The purpose of this study is to determine whether TAK-831 is superior to placebo in improving cerebellar function as measured with the average percentage of conditioned responses during the eyeblink conditioning (EBC) test.

Condition or Disease Intervention/Treatment Phase
Phase 2

Detailed Description

The drug being tested in this study is called TAK-831. TAK-831 is being tested to treat people with schizophrenia.

The study will enroll approximately 32 patients. Participants will be randomly assigned to one of the two treatment sequences which will remain undisclosed to the patient and study doctor during the study (unless there is an urgent medical need):

  • TAK-831 500 mg followed by matching placebo

  • Matching placebo followed by TAK-831 50 mg

The first 16 participants will receive TAK-831 500 mg during the treatment period in which they are assigned to TAK-831. Following an interim analysis, there will be a study-wide decision about whether to treat the additional 16 participants with TAK-831 500 mg during the active treatment period to or treat them with TAK-831 50 mg during this period.
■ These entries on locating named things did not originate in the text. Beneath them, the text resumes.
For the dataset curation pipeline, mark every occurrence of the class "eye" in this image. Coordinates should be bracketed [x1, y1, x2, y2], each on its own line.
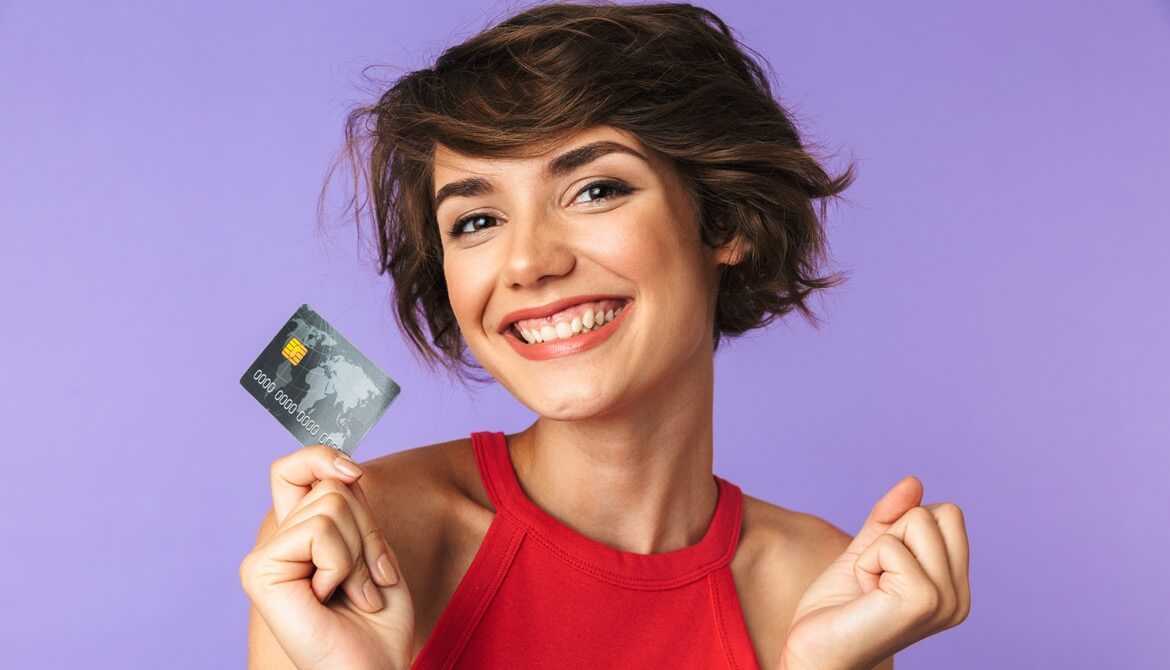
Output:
[573, 180, 634, 202]
[447, 179, 636, 237]
[448, 214, 498, 237]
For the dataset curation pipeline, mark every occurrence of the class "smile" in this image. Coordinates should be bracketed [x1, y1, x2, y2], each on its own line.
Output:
[511, 301, 626, 344]
[503, 298, 633, 360]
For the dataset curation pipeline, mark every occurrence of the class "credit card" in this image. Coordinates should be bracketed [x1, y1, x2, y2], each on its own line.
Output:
[240, 305, 401, 455]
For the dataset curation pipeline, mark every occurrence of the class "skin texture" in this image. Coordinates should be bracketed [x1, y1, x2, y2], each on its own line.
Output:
[241, 126, 970, 670]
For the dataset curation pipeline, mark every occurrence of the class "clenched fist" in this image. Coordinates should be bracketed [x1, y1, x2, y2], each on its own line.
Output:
[240, 444, 414, 670]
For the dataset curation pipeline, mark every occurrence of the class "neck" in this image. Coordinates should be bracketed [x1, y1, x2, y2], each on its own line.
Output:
[510, 341, 717, 554]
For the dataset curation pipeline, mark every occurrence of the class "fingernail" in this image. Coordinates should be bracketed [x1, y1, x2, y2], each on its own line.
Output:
[333, 456, 362, 477]
[377, 554, 398, 586]
[362, 579, 381, 612]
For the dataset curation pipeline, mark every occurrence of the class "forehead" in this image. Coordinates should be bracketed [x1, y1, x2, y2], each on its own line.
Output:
[433, 125, 662, 184]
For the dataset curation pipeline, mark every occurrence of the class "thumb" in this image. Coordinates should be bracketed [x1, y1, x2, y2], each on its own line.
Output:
[849, 475, 923, 553]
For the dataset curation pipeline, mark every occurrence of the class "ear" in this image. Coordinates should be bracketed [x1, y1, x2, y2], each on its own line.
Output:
[715, 234, 751, 265]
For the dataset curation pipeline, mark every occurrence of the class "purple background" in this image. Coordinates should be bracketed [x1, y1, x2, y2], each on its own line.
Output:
[0, 1, 1170, 670]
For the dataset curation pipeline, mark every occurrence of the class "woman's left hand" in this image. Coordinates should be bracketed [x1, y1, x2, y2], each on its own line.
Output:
[779, 475, 971, 670]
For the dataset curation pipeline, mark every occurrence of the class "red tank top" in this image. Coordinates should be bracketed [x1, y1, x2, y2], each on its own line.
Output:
[412, 433, 759, 670]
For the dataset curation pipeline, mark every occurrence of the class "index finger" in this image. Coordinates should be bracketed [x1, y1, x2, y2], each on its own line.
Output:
[270, 444, 362, 526]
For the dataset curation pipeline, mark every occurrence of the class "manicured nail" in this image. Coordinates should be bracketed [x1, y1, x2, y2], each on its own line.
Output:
[377, 554, 398, 586]
[333, 456, 362, 477]
[362, 579, 381, 612]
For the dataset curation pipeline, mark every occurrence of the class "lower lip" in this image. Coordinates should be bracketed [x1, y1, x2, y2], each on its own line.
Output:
[504, 302, 634, 360]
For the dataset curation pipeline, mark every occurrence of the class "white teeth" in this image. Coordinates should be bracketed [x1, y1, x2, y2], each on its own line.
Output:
[515, 305, 626, 344]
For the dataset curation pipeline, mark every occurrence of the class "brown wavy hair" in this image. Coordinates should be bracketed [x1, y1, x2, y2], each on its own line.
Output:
[318, 1, 854, 373]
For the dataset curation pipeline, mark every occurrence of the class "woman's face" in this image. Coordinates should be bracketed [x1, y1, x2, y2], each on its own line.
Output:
[434, 126, 728, 420]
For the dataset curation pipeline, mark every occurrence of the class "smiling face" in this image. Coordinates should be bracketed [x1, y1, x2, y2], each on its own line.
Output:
[434, 126, 729, 420]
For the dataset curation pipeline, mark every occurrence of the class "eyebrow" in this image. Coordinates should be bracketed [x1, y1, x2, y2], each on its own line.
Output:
[434, 139, 649, 212]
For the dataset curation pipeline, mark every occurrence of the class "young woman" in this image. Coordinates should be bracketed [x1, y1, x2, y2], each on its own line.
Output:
[240, 5, 970, 670]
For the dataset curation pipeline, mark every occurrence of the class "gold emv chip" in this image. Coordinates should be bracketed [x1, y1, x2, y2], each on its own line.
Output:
[281, 338, 309, 365]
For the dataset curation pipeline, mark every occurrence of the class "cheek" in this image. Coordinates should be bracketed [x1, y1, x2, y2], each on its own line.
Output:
[442, 253, 494, 338]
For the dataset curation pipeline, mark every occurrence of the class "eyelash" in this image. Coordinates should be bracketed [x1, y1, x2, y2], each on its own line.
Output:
[447, 179, 635, 237]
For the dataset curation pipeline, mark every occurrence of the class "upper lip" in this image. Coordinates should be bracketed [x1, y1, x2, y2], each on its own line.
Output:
[500, 293, 629, 333]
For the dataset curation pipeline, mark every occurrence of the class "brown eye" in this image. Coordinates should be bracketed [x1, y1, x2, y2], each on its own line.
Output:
[573, 180, 634, 202]
[448, 214, 498, 237]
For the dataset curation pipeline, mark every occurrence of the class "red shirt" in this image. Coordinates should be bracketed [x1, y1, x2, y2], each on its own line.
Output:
[412, 433, 759, 670]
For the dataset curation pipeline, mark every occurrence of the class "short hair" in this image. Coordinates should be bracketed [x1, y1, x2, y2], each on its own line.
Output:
[318, 1, 854, 373]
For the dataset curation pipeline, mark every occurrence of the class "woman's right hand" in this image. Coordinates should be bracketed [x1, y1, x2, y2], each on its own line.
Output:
[240, 444, 414, 670]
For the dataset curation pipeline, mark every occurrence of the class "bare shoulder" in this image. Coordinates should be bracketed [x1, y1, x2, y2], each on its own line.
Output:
[731, 493, 851, 668]
[346, 437, 495, 655]
[346, 437, 493, 563]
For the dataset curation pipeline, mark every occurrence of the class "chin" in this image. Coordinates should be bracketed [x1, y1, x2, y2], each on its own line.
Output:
[512, 385, 618, 421]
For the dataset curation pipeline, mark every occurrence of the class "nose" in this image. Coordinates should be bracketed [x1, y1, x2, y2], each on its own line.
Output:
[503, 216, 577, 288]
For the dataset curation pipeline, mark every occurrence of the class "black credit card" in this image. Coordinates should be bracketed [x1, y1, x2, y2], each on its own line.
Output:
[240, 305, 401, 455]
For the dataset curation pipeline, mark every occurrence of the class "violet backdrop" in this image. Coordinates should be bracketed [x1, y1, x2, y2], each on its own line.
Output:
[0, 0, 1170, 670]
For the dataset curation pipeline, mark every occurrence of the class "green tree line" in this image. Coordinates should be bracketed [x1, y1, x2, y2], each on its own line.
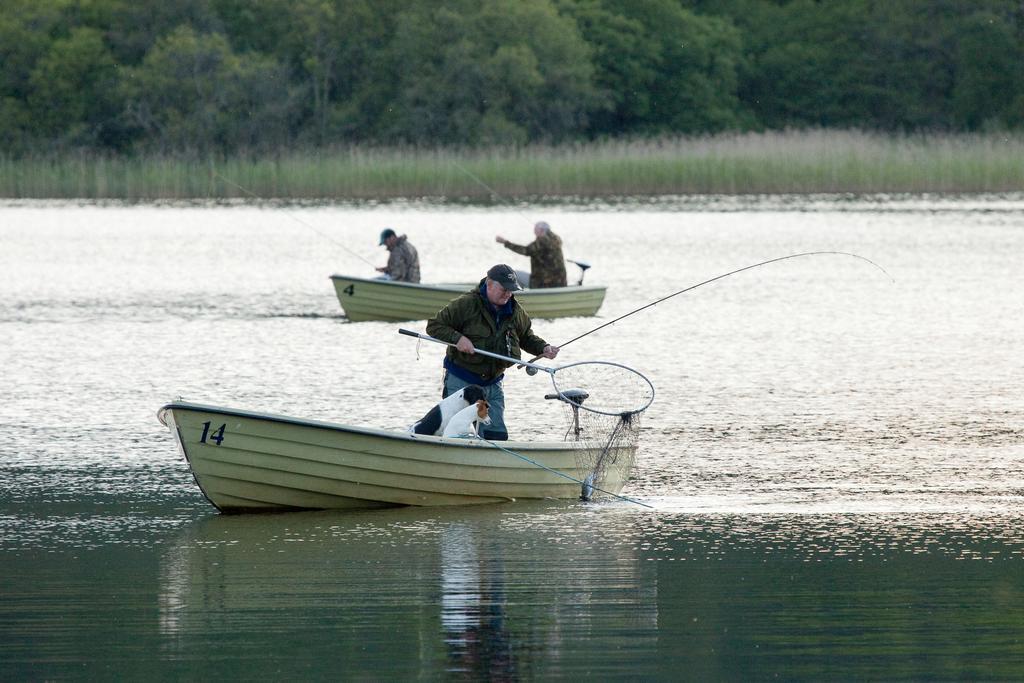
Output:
[0, 0, 1024, 158]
After the interim analysis, the participant and study doctor will not be aware of which TAK-831 dose is being used.

This single center trial will be conducted in United States of America. The overall time to participate in this study is approximately 81 days. Two treatment periods will be administered for 8 consecutive days, separated by a 14 to 21-day washout. Participants will be admitted to the clinic for two overnight stays at the beginning of each treatment period and one night at the end of each treatment period. After the second treatment period, a final follow-up safety assessment visit will be conducted approximately 10 to 14 days after the last administration of study drug.

Study Design

Study Type:
Interventional
Actual Enrollment :
31 participants
Allocation:
Randomized
Intervention Model:
Crossover Assignment
Masking:
Quadruple (Participant, Care Provider, Investigator, Outcomes Assessor)
Primary Purpose:
Treatment
Official Title:
A Phase 2 Randomized, Double-Blind, Placebo-Controlled, Cross-Over Study to Evaluate Pharmacodynamic Effects, Safety, Tolerability, and Pharmacokinetics of Multiple Oral Doses of TAK-831 in Adult Subjects With Schizophrenia
Actual Study Start Date :
Dec 21, 2017
Actual Primary Completion Date :
Dec 21, 2020
Actual Study Completion Date :
Dec 21, 2020

Arms and Interventions

Arm Intervention/Treatment
Experimental: Luvadaxistat 500 mg + Luvadaxistat 50 mg

Luvadaxistat 500 milligrams (mg) or matching Placebo tablets, orally, once daily for 8 days in period 1, followed by 14-21 day washout period, followed by Luvadaxistat 50 mg or matching Placebo tablets, orally, once daily for up to 8 days in period 2.

Drug: Luvadaxistat
TAK-831 Tablets.
Other Names:
  • TAK-831
  • Drug: Matching Placebo
    Matching Placebo Tablets.

    Experimental: Luvadaxistat 50 mg + Luvadaxistat 500 mg

    Luvadaxistat 50 mg or matching Placebo tablets, orally, once daily for 8 days in period 1, followed by 14-21 day washout period, followed by Luvadaxistat 500 mg or matching Placebo tablets, orally, once daily for up to 8 days in period 2.

    Drug: Luvadaxistat
    TAK-831 Tablets.
    Other Names:
  • TAK-831
  • Drug: Matching Placebo
    Matching Placebo Tablets.

    Outcome Measures

    Primary Outcome Measures

    1. Average Percentage of Conditioned Responses During the Eye Blink Conditioning (EBC) Test at Day 8 [Day 8: For each treatment period]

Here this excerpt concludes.